Restuarant review: London's Chinatown offers rude service, grotty decor and poor food. But Haozhan is changing all that, says Jay Rayner.
  
  


Haozhan

Address: 8 Gerrard Street, London W1

Telephone: 020 7434 3838

Meal for two, including service: £80

Haozhan is a pleasant restaurant staffed by nice waiters, with an interesting menu of well-prepared dishes. And most remarkably, it is on Gerrard Street, the main drag of London's Chinatown. Nice waiters? Interesting menu? Well-prepared dishes? Nobody goes to Gerrard Street for that these days. They go there to be shouted at by aggressive staff with personality disorders, and to eat food that will make them wake up the next morning feeling like a cat has slept in their mouth.

True, the service in Chinatown always left something to be desired. I remember, nearly 20 years ago, eating a meal on Gerrard Street where the food took so long to arrive the sizzling dishes had gone sizzleless before reaching us. The waiters were so contemptuous of us that they made the noise with their lips as they brought the food to the table. When we refused to pay the pre-added tip, cooks clutching machetes came out of the kitchen to make sure we left. Quickly. Oh, happy days. But this, like the pathologically angry waiters at Wong Kei, was part of the pantomime. Generally though, a thriving Chinese population here ensured the food would be good if not excellent.

In the past 10 years, increased competition, causing a shortage of skilled chefs combined with an obsession with the bottom line, has resulted in a charge down market at such speed it's only a surprise the restaurateurs haven't all got nosebleeds. The waiters on Gerrard Street are, for the most part, still aggressive and rude, but the food no longer excuses it. All the good Chinese places in London are generally not in Chinatown: the Royal China Group, Hakkasan and Yauatcha, Shanghai Blues, Taiwan Village and Snazz Sichuan. My old favourite Yming and the new arrival Bar Shu may be only just across Shaftesbury Avenue in Soho but that location is a declaration of intent. It says: believe us, we are not like that shower over there.

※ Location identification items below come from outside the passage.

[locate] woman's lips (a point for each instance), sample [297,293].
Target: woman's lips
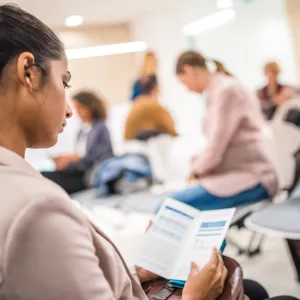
[62,127]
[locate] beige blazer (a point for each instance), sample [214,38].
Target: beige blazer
[49,250]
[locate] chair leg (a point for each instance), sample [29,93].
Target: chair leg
[294,246]
[254,245]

But then there's Haozhan, whose chef, Chee Loong Cheong, used to work at Hakkasan, and where the menu doesn't just tour the predictable Cantonese staples but flirts with the occasional Japanese or Thai flavour. It even looks different: instead of going for decor reminiscent of your auntie's in Penge, like all the others on the strip, this one is modern with lots of clean lines, the walls fitted with mirrors and jade-green panels. And, whisper it, the waiters smile.

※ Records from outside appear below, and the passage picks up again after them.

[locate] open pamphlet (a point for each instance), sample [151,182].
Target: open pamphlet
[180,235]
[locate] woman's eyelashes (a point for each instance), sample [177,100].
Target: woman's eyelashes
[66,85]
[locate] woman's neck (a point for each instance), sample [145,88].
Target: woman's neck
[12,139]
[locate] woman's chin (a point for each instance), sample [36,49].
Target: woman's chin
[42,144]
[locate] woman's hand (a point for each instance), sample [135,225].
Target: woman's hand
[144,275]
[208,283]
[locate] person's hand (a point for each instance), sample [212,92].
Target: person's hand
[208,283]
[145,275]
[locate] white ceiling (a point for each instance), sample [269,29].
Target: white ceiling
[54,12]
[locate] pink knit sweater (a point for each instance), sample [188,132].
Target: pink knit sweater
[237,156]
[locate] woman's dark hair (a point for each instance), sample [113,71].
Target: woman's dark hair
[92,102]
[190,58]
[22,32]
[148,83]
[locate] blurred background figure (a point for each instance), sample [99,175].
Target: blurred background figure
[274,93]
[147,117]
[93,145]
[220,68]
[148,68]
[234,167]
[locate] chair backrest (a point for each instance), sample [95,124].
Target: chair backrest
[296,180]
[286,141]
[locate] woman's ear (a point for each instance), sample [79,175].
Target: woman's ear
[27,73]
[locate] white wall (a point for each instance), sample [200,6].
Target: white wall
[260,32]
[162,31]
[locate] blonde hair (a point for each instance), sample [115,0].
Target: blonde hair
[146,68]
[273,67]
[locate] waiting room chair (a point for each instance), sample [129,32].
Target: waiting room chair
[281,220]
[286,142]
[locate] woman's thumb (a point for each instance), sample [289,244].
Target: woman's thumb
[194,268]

The kitchen has a particular talent for deep frying, to produce items that are crisp but greaseless. A starter of crispy quail with chilli and salt, a dish familiar to me from Hakkasan's sister restaurant Yautatcha but available here at two-thirds of the price, brought two whole birds in a light, crisp batter sprinkled with aromatics which managed not to overwhelm the gaminess of the birds. Curry soft-shell crab sounded distinctly worrying (which was why we ordered it) but happily wasn't, the delicate creatures gently battered and sprinkled with shards of a fiery spice mix. My companion and I were divided over the spare ribs with a coffee sauce, which is to say he thought them odd in a bad way and I thought them odd in a good way. Yes, there was a bitterness to the sweet glaze on the thick meaty ribs, but also a certain fragrance which reminded me of rosemary. My friend's uncertainty didn't trouble me. It meant I got to finish them.

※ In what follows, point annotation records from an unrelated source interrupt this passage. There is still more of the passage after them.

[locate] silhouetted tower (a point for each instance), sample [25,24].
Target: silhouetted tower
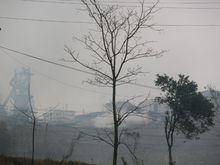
[19,92]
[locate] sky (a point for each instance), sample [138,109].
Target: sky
[192,41]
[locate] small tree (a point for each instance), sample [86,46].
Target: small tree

We agreed about the star dish, the silver cod with a dry XO sauce of minced prawns and chillies. The generous slabs of fish had first been sealed off, but so sensitively that as you cut through the outer skin, the huge flakes of pearly fish fell apart. The XO part of this plateful simply cut through the richness. I would come here for this dish alone.

Some other things didn't startle, such as underpowered scallops with macadamia nuts and stir-fried vegetables including a surfeit of out-of-season asparagus. The latter also turned up in a dish of Szechuan vegetables, which was more notable for the strands of silky tofu. Haozhan makes its own tofu, and there's a whole list of dishes using it which we should have tried but didn't.

Convinced the Haozhan cooks were gods of the deep-fat fryer, we ordered their deep-fried ice cream, not least because it sounded like the sort of thing which would earn an indulgent mother a parenting order if she served it up to her kids. I'm not sure it isn't, the ice cream buried under a sugared donut-like shell. Perhaps it's best avoided in favour of their calming and light pumpkin cream. As to Haozhan, it may well be the only good reason to visit Gerrard Street right now.